General SSO authentication question here. When a user initially visits your application you authenticate them with the identity provider. They may or may not already be logged in, but either way they authenticate. I'm guessing you don't want to try to authenticate them with every page request, so do you then set a session variable to say they're logged in? And if so, what happens when they intentionally log out of the central system? That should also log them out of your application, but if you're not checking each time, how would you know? The same holds for if their central log in expires. I feel like I'm trying to reinvent the wheel here and don't want to.

my understanding was that most IDP's have multiple methods to sort this for you and you dont always even have to have your own sessions (though that's usually also supported)

from a saml2 perspective you can define a logout url but you need to be able to identify the user from the request so you have to maintain some kind of session. OpenID connect has a couple of options there is session management https://openid.net/specs/openid-connect-session-1_0.html front channel https://openid.net/specs/openid-connect-frontchannel-1_0.html and rp initiated https://openid.net/specs/openid-connect-rpinitiated-1_0.html. but in all cases you need to maintain a session

I'll check those links out. So far I haven't found any good resource that discusses anything beyond the initial authentication process. Thanks!

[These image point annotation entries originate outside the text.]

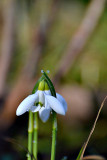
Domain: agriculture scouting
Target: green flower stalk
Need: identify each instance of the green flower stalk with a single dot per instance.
(44, 100)
(30, 135)
(35, 135)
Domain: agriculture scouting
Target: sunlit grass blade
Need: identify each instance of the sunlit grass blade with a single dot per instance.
(94, 157)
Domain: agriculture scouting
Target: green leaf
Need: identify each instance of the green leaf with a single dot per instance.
(37, 84)
(80, 153)
(50, 84)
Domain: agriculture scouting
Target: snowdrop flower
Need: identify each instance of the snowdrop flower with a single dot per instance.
(43, 102)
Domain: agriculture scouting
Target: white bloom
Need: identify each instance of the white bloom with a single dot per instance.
(43, 102)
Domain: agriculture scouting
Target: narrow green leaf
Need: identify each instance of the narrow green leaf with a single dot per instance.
(37, 84)
(50, 84)
(80, 153)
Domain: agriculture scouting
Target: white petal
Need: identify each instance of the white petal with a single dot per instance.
(26, 104)
(44, 114)
(55, 104)
(35, 108)
(62, 100)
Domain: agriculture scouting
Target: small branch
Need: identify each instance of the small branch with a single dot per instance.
(93, 128)
(80, 38)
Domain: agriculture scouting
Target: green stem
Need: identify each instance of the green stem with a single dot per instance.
(54, 131)
(35, 135)
(30, 133)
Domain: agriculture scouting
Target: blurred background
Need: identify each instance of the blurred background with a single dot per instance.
(69, 38)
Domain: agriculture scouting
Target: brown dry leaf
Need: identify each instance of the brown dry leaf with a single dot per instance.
(94, 157)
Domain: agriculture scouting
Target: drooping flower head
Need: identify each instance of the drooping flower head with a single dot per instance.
(43, 102)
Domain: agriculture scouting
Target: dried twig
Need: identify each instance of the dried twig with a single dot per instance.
(80, 38)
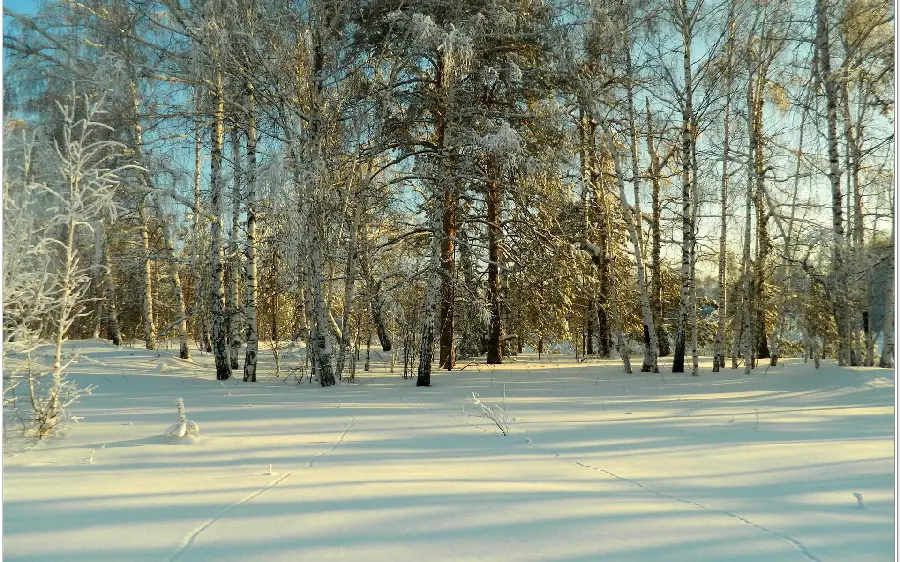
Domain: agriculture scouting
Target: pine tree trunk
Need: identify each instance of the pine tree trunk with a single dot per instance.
(219, 327)
(448, 288)
(426, 343)
(251, 280)
(494, 351)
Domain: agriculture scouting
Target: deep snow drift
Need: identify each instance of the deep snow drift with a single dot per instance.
(598, 465)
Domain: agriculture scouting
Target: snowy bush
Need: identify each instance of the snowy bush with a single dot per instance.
(183, 426)
(494, 412)
(53, 189)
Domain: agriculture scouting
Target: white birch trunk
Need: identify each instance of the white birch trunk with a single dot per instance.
(219, 327)
(651, 351)
(687, 115)
(234, 256)
(746, 339)
(426, 343)
(201, 330)
(250, 250)
(719, 353)
(97, 279)
(147, 297)
(112, 317)
(180, 313)
(824, 78)
(349, 286)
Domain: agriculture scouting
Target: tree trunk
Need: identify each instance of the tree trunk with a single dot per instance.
(147, 295)
(97, 279)
(220, 347)
(426, 344)
(250, 250)
(112, 320)
(687, 115)
(662, 336)
(824, 78)
(201, 328)
(650, 349)
(762, 232)
(234, 256)
(349, 286)
(180, 313)
(448, 277)
(746, 339)
(494, 351)
(887, 350)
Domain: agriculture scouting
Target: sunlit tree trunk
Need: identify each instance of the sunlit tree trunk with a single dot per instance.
(250, 277)
(175, 277)
(219, 326)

also look into CRSF tokens used to prevent cross site request forgery attacks. There are other benefits such as if the user just closes the browser and the token isn't stored client side, the user is essentially logged out since the token on the server side would be hard to replicate if your encryption hashing algo is strong. https://www.synopsys.com/glossary/what-is-csrf.html#:~:text=A%20CSRF%20token%20is%20a,token%20for%20every%20user%20session.

That's my main concern, that I'm going to implement something that seems fine but has vulnerabilities like that.